Optimal Control (OC) problems seek a dynamically feasible trajectory that minimizes a cost functional defined along the trajectory, which is of fundamental importance in robotics, and is the basis for numerous research topics such as agile flight of drones, dynamic balancing of legged robots, trajectory planning for multiple robots or information search. Many famous OC approaches, such as Linear Quadratic Regulator (LQR), iterative LQR (iLQR), and differential dynamic programming (DDP), often assume a fixed planning horizon, which means that the amount of time for the trajectory is fixed as an input parameter. This limits their usage especially in applications such as drone racing, where the horizon itself is part of the objective to be minimized, and users would have to tune this horizon parameters via trail-and-error. While these famous OC methods (e.g. LQR, DDP) are well studied, enjoying beautiful theoretic properties and are deployed on various robots, their horizon-optimal counterparts are still undiscovered, which motivates this project.
In this project, we develop a new approach which we call it HOP (Horizon-Optimal Planning/Programming). The key idea in HOP is based on our observation that, the well-known Riccati recursion for LQR can be reformulated into a form of Linear Fractional Transformation (LFT), which enjoys the structure that enables efficient computation by reusing a new form of value functions during the backwards pass, even for non-stationary dynamics and costs.
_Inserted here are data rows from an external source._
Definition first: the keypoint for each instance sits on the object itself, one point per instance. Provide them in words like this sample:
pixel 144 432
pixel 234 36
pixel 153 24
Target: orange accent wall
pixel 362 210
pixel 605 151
Based on this idea, we develop HOP-LQR that can solve Horizon-Optimal Time-Varying LQR problem to optimality by selecting a best horizon from a pre-specified maximum integer horizon N. While naively solving the problem requires quadratic worst-case runtime complexity $O(N^2)$, we show that our HOP-LQR reduces the runtime complexity to linear $O(N)$, which is same as a regular Riccati recursion for the basic LQR problem.
The ability to handle time-varying LQR naturally leads to extensions to nonlinear systems by linearization, since linearizing the nonlinear dynamics along a trajectory at different times or positions can naturally lead to time-varying dynamics. With that in mind, we further develop HOP-DDP by introducing an augmented state space formulation, which allows solving horizon-optimal OC problems with general nonlinear dynamics and non-quadratic costs efficiently.
We compare our HOP against several baselines on different dynamic systems. Experimental results show that, our HOP always finds the same optimal solution as a naive brute force baseline method, while running up to 40 times faster, for both linear and nonlinear systems. In comparison to the shift horizon baseline method, while this baseline has similar runtime as ours, this baseline gets stuck in worse local minima for almost all instances when the dynamics is nonlinear, while our HOP and the brute force baseline always find a better local minima with up to 7\% cheaper costs. More detail can be found in our paper [1].